Bereavement, Marital Status Affect Response to Flu Shot in Elderly
Flu shots do not work as well in older adults who have recently experienced the death of a family member or close friend, a new study shows.
On the other hand, older adults who are happily married show stronger responses after flu shots than those who are unmarried, especially those who are widowed.
Bereavement and marriage "are the most key factors for older adults, rather than general life-events stress and social support, which have been related to immune response in previous studies of young adults," said lead researcher Anna C. Phillips, Ph.D., of the University of Birmingham in England.
The study appears in an upcoming issue of Brain, Behavior, and Immunity.
Phillips and colleagues studied 184 people (80 men and 104 women) ages 65 years or older who received a single flu shot that offers protection from three strains of influenza.

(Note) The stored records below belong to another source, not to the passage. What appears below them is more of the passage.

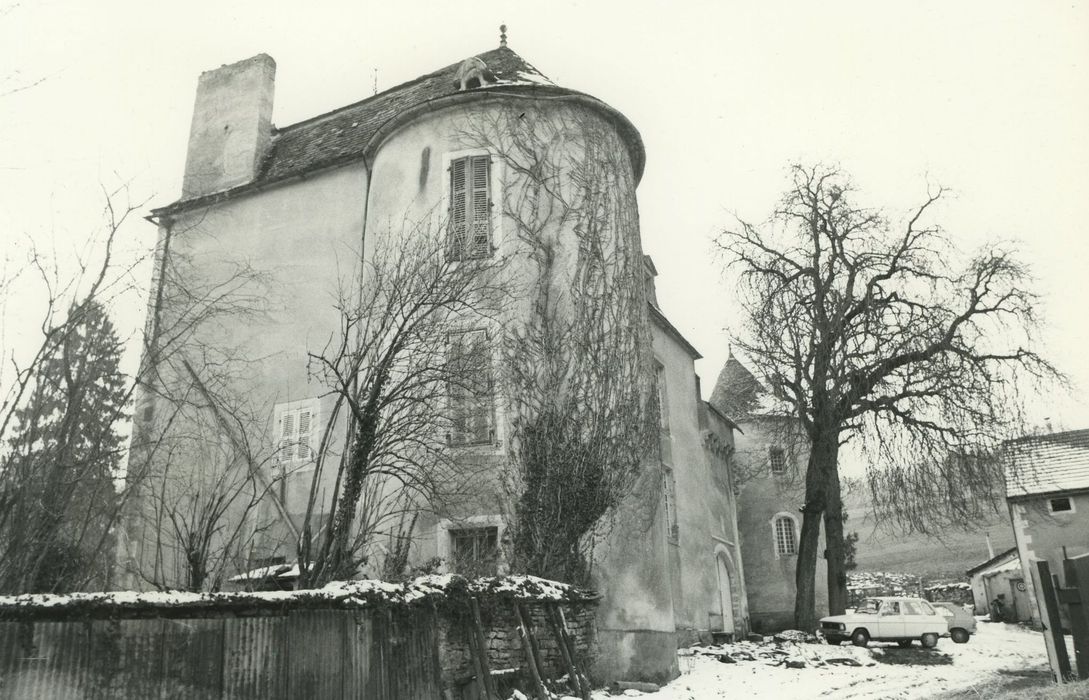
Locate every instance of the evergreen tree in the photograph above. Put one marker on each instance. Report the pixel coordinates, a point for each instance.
(57, 496)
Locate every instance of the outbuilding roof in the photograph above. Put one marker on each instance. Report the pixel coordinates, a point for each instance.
(346, 133)
(1053, 463)
(994, 561)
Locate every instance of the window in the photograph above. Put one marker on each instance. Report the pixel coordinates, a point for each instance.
(296, 422)
(475, 551)
(469, 208)
(777, 458)
(670, 496)
(663, 402)
(1061, 505)
(786, 543)
(470, 389)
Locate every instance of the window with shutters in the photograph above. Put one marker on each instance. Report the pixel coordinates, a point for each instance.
(785, 532)
(469, 218)
(472, 414)
(670, 499)
(296, 430)
(777, 458)
(475, 551)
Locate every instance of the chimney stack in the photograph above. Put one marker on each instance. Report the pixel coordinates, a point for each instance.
(232, 126)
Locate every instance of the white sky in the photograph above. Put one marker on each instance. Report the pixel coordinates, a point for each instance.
(988, 98)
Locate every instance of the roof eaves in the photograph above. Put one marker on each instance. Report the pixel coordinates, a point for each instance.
(671, 330)
(994, 560)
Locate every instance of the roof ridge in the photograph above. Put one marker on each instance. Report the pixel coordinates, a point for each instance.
(387, 91)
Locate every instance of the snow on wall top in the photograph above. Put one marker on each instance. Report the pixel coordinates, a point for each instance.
(1048, 464)
(355, 593)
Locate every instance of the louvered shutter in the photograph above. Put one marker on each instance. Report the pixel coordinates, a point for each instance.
(459, 208)
(304, 433)
(479, 381)
(480, 231)
(459, 392)
(288, 436)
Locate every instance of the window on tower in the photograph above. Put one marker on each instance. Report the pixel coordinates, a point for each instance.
(469, 234)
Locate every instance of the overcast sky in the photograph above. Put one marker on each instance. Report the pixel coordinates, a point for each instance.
(990, 99)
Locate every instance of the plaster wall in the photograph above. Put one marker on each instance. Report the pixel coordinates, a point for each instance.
(1041, 535)
(295, 241)
(770, 578)
(705, 503)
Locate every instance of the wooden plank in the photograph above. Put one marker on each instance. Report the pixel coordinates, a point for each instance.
(315, 642)
(254, 665)
(1052, 626)
(560, 631)
(530, 648)
(1078, 614)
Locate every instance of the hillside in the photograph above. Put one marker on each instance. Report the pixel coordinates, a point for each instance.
(930, 557)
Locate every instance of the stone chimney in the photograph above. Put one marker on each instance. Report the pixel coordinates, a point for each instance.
(232, 126)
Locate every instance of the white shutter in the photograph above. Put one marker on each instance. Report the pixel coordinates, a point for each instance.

The researchers analyzed antibody response at one month and 12 months after the shot was administered.
The participants completed questionnaires at the beginning of the study and at the one- and 12-month points about life events in the past year such as health, familial and marital relationships, housing, financial situation, and deaths of a spouse, close family members or friends.
"Participants' overall stressful life events exposure was not significantly associated with the antibody response to influenza vaccination," the researchers write. "However, one particular life event, bereavement, was negatively associated with one-month antibody titer."
Forty-five of the participants had suffered bereavement in the year prior to vaccination. At the one-month antibody check they had an average 69 percent lower level of antibodies to one flu strain compared to non-bereaved participants, and an 83 percent lower level of antibodies to another flu strain.
For one of the three flu strains, unmarried participants had a 74 percent lower level of antibodies at the one-month point than married participants who reported marital satisfaction.
A study in the journal Psychosomatic Medicine two years ago by Gregory Miller, Ph.D., of the University of British Columbia found that even modest stress reduces the effect of flu vaccine in the first 10 days following vaccination. Previous research demonstrated the effects of more severe stress on the immune system among older people for longer periods of time.
According to Stewart Neufeld, Ph.D., of the Institute for Gerontology at Wayne State University, "It is possible that bereavement has a negative effect on the immune response due to reduced exercise and poorer eating habits. More physical exercise and better nutrition would be helpful in maintaining a more robust immune system."
However, the Phillips study measured exercise and eating patterns and found they were not associated with antibody response, possibly because the majority of the participants had reasonably healthy habits.
Peter A. Lichtenberg, Ph.D., also of the Institute of Gerontology, said, "Health outcomes are influenced by our biology, our environment, our psychosocial experiences and our health behaviors. This study shows how when one element is severely affected, the health outcome is also affected."
Steps can be taken to improve immune response in the elderly, Phillips said, such as "bereavement counseling, improving how people look after their health at different times through health education, marriage counseling and training to improve marital happiness."